If you’ve ever tried to update a commercial building, make a change to a public thoroughfare like a sidewalk, or get something relatively simple done like have bike parking racks installed, you know that these things can’t happen overnight. They require extensive filings with various local and state agencies, approval from various departments and inspectors, and often just lots of waiting. (I suppose it is good that change is slow when it comes to maintaining safety and the public interest in building codes, accessibility and more, but it does make some kinds of community improvement hard.)
When a government entity like the City of Richmond decides to make changes to the landscape of our community, even if they didn’t say a peep about it in public they would still be subject to all of these very public processes of approval and comment. In the case of the 2006 Comprehensive Plan and the subsequent Stellar Communities planning, the City went far above and beyond the minimum requirements.
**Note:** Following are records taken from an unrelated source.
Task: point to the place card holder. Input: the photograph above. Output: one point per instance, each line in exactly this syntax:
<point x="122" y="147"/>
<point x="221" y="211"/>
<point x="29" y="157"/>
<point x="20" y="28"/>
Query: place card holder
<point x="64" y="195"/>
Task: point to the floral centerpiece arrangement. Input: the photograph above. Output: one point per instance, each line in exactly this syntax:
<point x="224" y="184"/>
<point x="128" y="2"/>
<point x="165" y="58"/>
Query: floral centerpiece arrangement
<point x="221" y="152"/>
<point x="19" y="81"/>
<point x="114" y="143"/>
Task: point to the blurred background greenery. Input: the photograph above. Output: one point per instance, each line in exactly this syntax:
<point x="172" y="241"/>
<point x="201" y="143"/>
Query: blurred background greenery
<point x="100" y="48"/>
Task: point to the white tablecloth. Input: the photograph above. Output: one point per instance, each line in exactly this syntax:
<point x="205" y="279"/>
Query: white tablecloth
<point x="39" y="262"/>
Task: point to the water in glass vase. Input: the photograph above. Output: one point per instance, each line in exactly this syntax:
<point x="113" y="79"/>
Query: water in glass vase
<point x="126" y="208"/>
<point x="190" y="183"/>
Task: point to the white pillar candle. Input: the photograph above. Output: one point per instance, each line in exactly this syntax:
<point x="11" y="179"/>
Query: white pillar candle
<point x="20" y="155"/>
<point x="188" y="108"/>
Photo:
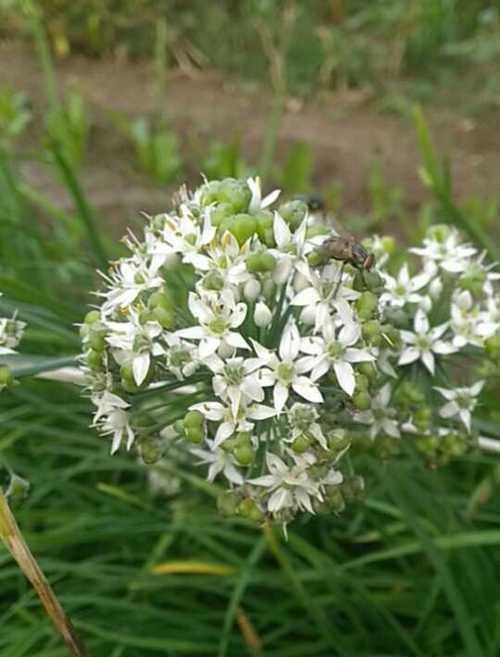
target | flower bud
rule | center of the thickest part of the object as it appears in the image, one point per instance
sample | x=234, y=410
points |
x=301, y=444
x=366, y=305
x=244, y=454
x=227, y=503
x=293, y=213
x=92, y=316
x=252, y=289
x=249, y=509
x=262, y=315
x=6, y=377
x=436, y=288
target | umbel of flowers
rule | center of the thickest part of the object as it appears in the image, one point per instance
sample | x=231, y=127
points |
x=230, y=332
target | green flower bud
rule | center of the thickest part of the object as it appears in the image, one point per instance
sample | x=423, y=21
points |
x=397, y=318
x=164, y=317
x=492, y=346
x=150, y=449
x=220, y=213
x=371, y=329
x=194, y=419
x=293, y=212
x=338, y=440
x=422, y=418
x=244, y=454
x=94, y=359
x=438, y=232
x=227, y=503
x=301, y=444
x=362, y=400
x=97, y=340
x=388, y=244
x=210, y=193
x=92, y=316
x=265, y=221
x=213, y=281
x=373, y=281
x=367, y=369
x=317, y=229
x=194, y=434
x=249, y=509
x=366, y=305
x=236, y=193
x=387, y=447
x=6, y=377
x=243, y=227
x=335, y=499
x=316, y=258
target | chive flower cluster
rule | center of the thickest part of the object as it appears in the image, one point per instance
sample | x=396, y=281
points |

They had meetings upon meetings to make sure that anyone who might want to be a part of that process would have an opportunity. The meetings were held at the lunch hour, in the evenings and on the weekends. They were held in Richmond and in surrounding locations. They had open houses where people could just come in and browse the plans and ask questions, without the pressure of speaking at a public meeting. The meetings were advertised in the newspaper, on local TV and radio stations, in flyers and emails, on social media and more. The Palladium-Item ran several in-depth articles about the plans and the impact they would have on the community. Hundreds and hundreds of people turned out for the conversations to give their input.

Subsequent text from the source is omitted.